Ballometric system of separating fine leaves from the coarse involves 100 steel balls of 1 gm each from the rear wheel of a standard bicycle
The tilinga (bell) of a bicycle and the power of its pedal have been woven into popular, romantic Assamese songs.
The ball bearings in the rear wheel of the common man’s mode of transport are now helping infuse quality into the cup of tea that often brews romance or business in Assam.
The 110-year-old Tocklai Tea Research Institute in eastern Assam’s Jorhat had in the 1950s developed the ballometric method for separating fine tea leaves from the coarse ones to ensure quality. While many of Assam’s 803 major tea estates have been following this method, the unorganised sector has largely avoided it.
The ballometric system entails weighing 100 grams of freshly-plucked tealeaves from the withering trough in a factory. The weights on the scale are 100 steel balls from the rear wheel of a bicycle, each weighing 1 gram.
Every 100 grams of tea leaves is then separated into fine and coarse leaves.
“Fine leaves mean the standard two leaves and a bud (unopened leaf), a leaf and a bud or a banji (sterile leaf) at the tip of a stem of the tea bush. These are sorted from the more mature leaves and the stems that are categorised as coarse leaves,” Tocklai’s Director A.K. Barooah said.
The sorted fine leaves are put back on the scale and weighed again with the steel balls. If the weight of a bunch of such leaves is equivalent to 55 balls, the percentage of fine leaves for processing is taken to be 55%.

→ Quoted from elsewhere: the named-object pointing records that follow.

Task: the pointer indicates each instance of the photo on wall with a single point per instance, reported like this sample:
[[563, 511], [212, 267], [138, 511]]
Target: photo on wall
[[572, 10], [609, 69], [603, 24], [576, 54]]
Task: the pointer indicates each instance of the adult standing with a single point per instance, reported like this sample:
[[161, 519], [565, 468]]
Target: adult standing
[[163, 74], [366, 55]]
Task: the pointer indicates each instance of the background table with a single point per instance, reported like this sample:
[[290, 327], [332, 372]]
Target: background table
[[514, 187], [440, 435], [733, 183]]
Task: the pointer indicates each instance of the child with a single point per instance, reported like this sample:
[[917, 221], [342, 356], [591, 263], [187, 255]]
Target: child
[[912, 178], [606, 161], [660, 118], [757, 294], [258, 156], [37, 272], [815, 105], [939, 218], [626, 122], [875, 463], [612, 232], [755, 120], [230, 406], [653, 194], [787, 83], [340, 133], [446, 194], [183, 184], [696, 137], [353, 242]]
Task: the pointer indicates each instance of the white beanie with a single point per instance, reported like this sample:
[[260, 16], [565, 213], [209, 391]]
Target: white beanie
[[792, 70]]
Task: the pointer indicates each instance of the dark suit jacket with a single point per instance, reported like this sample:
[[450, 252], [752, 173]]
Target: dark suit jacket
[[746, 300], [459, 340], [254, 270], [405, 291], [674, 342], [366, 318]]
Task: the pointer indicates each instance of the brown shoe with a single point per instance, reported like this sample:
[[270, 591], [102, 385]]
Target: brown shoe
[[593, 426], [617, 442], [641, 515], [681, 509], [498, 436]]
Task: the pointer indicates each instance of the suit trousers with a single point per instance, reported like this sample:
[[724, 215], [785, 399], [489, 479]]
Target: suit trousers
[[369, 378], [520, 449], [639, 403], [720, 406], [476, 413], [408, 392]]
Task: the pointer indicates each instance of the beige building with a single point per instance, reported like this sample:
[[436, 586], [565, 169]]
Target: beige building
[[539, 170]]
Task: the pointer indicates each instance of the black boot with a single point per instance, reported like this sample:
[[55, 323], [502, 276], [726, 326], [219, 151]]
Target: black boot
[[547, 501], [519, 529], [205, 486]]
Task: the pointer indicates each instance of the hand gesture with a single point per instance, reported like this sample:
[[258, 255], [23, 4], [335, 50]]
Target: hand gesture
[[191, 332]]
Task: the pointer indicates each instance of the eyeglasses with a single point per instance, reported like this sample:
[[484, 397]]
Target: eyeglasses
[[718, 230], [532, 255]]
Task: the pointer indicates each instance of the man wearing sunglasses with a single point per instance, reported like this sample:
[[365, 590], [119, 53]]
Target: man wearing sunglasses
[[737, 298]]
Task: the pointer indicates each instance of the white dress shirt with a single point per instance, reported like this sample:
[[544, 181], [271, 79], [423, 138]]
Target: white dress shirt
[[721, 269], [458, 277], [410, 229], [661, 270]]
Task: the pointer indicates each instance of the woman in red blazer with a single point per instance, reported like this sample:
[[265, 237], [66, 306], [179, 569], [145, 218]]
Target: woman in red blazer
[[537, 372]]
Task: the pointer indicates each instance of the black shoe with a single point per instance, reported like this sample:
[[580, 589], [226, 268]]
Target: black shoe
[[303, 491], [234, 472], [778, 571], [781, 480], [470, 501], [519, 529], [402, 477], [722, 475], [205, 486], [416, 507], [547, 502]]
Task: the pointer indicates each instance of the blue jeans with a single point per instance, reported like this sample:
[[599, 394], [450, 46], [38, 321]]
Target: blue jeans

Tea industry captains said the ballometric method has been back in focus because small tea gardens (STGs), which now account for more than 52% of the average annual tea production of 692 million kg in Assam, need to be sensitised for insuring against a dip in quality.
In July, the STGs had in a meeting with the Tea Board of India and other stakeholders agreed to supply at least 40% fine leaf to the tea factories. This arrangement will be in force until the Board comes up with a new minimum quality benchmark.
“Good tea cannot be produced from poor quality green leaf. Quality assessment is made using the simple inexpensive ballometric count method. Although everyone understands it, all stakeholders have a tendency to confuse themselves, either for their vested interests or for some reason rooted in social issues,” Tea Board Chairman Prabhat Bezboruah said.
“It was the duty of scientists to devise a robust fine leaf assessment method. Our responsibility is to ensure maximum dissemination of this method so that count controversy becomes a problem of the past,” he added.
According to Bidyananda Borkatoky, advisor of the North Eastern Tea Association, enforcing the ballometric method would do a world of good for mass-produced Assam tea that suffered from lack of quality control.
The associations of STGs, a category of planters who own up to 10 hectares of land, agree that the six decades-old fine leaf count method can add value to the leaves they offer to the factories. Assam has about 1.72 lakh STGs.
Ballometric has an alternative in the tea-growing belts of Assam — paisometric, involving 100 coins, each weighing 1 gram.